Factor Screening Methods
The study utilized various factor screening methods, each characterized by its unique attributes, to enhance the prediction accuracy of the RF model. The selected methods included the IGR, GD, PCC, and MT. Categorized into two groups based on the type of factor data necessitated: reclassified and original (normalized) factors. IGR and GD used reclassified factor data, while PCC and MT operated with original (normalized) factors.
- IGR measures the importance of a factor in predicting landslide susceptibility, with higher IGR values indicating greater significance. The calculation process involves the consideration of the dataset's information gain and empirical entropy.
- GD is a statistical method to identify spatial differentiation and its influencing factors. In this context, it calculated the q value to measure the explanatory power of each factor on landslide spatial patterns.

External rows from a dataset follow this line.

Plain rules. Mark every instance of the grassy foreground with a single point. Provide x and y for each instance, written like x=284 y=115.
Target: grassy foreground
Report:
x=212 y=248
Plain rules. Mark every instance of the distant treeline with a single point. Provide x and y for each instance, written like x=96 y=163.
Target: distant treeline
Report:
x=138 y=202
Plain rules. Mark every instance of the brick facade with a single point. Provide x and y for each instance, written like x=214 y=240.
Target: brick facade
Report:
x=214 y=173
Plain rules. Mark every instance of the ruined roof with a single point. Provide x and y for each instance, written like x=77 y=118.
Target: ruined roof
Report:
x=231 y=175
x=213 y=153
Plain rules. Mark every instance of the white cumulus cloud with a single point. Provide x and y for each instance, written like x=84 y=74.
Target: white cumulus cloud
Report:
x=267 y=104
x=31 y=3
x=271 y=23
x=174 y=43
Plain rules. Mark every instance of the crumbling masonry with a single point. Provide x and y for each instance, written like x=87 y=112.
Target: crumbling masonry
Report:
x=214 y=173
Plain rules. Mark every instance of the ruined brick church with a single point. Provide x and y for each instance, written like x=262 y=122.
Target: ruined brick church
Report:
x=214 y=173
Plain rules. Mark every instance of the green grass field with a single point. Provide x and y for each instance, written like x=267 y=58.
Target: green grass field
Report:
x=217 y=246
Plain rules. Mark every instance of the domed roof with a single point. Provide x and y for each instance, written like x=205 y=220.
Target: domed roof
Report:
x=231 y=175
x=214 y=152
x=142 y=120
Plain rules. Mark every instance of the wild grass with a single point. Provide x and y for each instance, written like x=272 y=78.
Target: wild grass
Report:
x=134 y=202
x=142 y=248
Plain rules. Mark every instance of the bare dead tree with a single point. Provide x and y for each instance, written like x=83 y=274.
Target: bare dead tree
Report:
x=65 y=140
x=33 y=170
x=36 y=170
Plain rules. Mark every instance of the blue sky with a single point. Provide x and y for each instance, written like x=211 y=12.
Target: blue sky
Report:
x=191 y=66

- PCC assesses the degree of correlation between two factors. A high absolute PCC value indicates a strong correlation between the factors.
- Multicollinearity checks for excessive correlation between factors, which can lead to biased landslide predictions. The Variance Inflation Factor (VIF) and Tolerance (TOL) are used to evaluate factor correlations.
LSM with RF
The RF model, an ensemble algorithm, was employed for landslide susceptibility mapping. It involved constructing multiple decision trees and utilizing voting to make predictions. The critical steps in RF model construction included bootstrap sampling, the generation of decision trees, and prediction based on the decision tree ensemble. Researchers used Out-of-bag (OOB) datasets to evaluate model performance.
Accuracy Verification
To assess the accuracy and reliability of the model, the researchers conducted accuracy validation using confusion matrices and receiver operating characteristic (ROC) curves. They used the ROC curve to calculate the Area Under the Curve (AUC), which indicates the model's classification effectiveness. Additionally, precision, accuracy, recall, and F1 score were computed for model evaluation, utilizing a confusion matrix to compare model predictions against actual categories. This thorough validation process ensured a comprehensive assessment of the model's performance.
Results
The study evaluated different FSMs in landslide susceptibility mapping. Four methods - IGR, GD, PCC, and MT- were applied to assess the importance of various factors. The study consistently identified NDVI, elevation, and aspect as significant factors. Models with factor screening performed better than the model without factor elimination, with IGR_RF showing the highest predictive power. Factor screening proved crucial in enhancing the accuracy of landslide susceptibility mapping. Spatial distribution analysis revealed effective prediction in high susceptibility zones and emphasized removing redundant factors.
Conclusion
To sum up, this study underscores the significance of factor screening in enhancing the predictive accuracy of machine learning models for landslide susceptibility. Among the methods explored, IGR stands out for its ability to consider factor-landslide relationships and assign informative weight values. Notably, the study identifies NDVI, elevation, and aspect as pivotal factors, with specific NDVI values and elevations critical indicators of landslide occurrences. Ultimately, the IGR_RF model outperforms the others, offering valuable insights to guide future landslide prevention and management efforts as a helpful reference for researchers in factor screening.